The World Trade Organization is in need of some good news.
Six months after the collapse of global free trade talks, the world's largest commercial powers reconvene for the first time this weekend at the World Economic Forum's meeting of global leaders in the Swiss Alps.
Perhaps conscious of the failures of previous trade meetings, ambition for the get-together has been set at an absolute minimum.
"This will be a meeting about process. This will not be a meeting about breakthroughs," WTO spokesman Keith Rockwell said Wednesday.
The so-called Doha round of trade talks has stumbled since its inception five years ago in Qatar's capital. Rich and poor countries have clashed over slashing subsidies and cutting tariffs for international trade in goods and agriculture, and nearly incessant sniping between the European Union and United States has continuously stalled progress.
Summits in Cancun, Mexico, in 2003 and in Hong Kong just over a year ago both failed to outline concrete steps for liberalizing the global economy and were more noteworthy for the public bickering among ministers and the angry street protests they sparked.
The frustration ultimately reached boiling point in July when the WTO's director-general, Pascal Lamy, called for a halt to talks after the organization's most powerful members refused to budge from entrenched positions on farm support and manufacturing tariffs.
"We hope the contacts between the ministers at this meeting will move the negotiations forward," Rockwell told The Associated Press from Geneva. "We would like to see greater clarity in terms of objectives."
The round is supposed to be well beyond this point. It is already two years beyond an original completion date and officials are eagerly trying to forge the blueprint of a deal before July, when U.S. President George W. Bush's authority to make trade deals that can be sent to Congress for a simple yes-or-no vote expires.

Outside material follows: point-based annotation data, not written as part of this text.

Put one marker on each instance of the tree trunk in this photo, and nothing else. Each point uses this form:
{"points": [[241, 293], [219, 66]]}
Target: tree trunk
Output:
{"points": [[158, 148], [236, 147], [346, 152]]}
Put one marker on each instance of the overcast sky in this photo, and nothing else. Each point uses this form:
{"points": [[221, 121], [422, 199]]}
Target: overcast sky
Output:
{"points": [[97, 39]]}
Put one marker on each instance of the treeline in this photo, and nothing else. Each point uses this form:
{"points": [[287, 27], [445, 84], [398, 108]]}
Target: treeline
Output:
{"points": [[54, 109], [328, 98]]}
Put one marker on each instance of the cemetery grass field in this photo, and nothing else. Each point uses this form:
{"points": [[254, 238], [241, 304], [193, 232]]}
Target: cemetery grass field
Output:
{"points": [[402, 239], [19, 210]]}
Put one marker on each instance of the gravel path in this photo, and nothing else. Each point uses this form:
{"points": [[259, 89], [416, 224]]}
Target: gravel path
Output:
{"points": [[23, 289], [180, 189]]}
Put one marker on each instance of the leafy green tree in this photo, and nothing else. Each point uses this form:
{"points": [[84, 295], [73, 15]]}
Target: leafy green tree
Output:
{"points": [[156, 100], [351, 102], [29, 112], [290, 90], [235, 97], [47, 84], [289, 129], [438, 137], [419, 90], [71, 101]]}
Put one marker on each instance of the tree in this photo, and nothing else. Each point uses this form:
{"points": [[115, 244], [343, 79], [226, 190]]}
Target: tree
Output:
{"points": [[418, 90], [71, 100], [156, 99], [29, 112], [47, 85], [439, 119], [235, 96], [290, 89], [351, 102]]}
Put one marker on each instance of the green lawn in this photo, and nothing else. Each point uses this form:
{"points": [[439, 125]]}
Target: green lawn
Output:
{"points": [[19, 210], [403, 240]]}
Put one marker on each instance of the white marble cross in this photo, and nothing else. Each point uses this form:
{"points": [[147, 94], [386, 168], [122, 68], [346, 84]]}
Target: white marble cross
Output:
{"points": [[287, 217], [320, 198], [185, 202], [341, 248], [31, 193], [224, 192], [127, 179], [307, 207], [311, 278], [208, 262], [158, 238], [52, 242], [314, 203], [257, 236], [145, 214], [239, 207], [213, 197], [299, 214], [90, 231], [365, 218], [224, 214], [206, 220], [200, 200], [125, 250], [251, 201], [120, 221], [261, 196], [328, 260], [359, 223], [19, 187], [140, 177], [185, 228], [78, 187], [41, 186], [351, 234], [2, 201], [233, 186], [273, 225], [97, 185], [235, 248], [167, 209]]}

Although talks were never formally or legally suspended, Lamy has said that he will only "officially restart" the round when countries signal their readiness to make concessions. He has cited increased momentum in bilateral negotiations involving the U.S., EU, Brazil, India and others, suggesting that the announcement could come in Davos.
Some observers, however, have questioned whether that in itself would carry any significance.
"The move to get the Doha round of talks back on the rails would be welcome, but only if it truly addresses development and is not a stitch-up between the U.S. and the EU," said Barbara Stocking of the international aid agency Oxfam.
"What was being proposed when WTO talks were suspended was far from acceptable," said Stocking, whose organization campaigns on behalf of the trade interests of poorer nations.
On Tuesday in Brussels, EU trade chief Peter Mandelson reiterated his claim that talks have now entered the "endgame," even as U.S. negotiators have steadfastly rejected claims that a major agreement is close.
"There is no deal at hand," said Sean Spicer, a spokesman for U.S. Trade Representative Susan Schwab.
Spicer said the atmosphere, especially between Washington and Brussels, has improved, but declined to say if concrete progress has been made in any specific area.
The U.S. was heavily criticized in July for refusing to significantly cut the subsidies it pays out to American farmers. Washington, however, has blamed the impasse on emerging trade powers such as Brazil and India for maintaining tough tariffs on industrial imports and the EU for refusing to make deeper reductions in its farm tariffs, reports AP.
The economic implications of the round's failing was a repeated topic of discussion among business leaders on the first day of the Forum.
"Maybe the talks that will take place here on Doha will be significant," Forum director Jonathan Schmidt said optimistically at the opening session.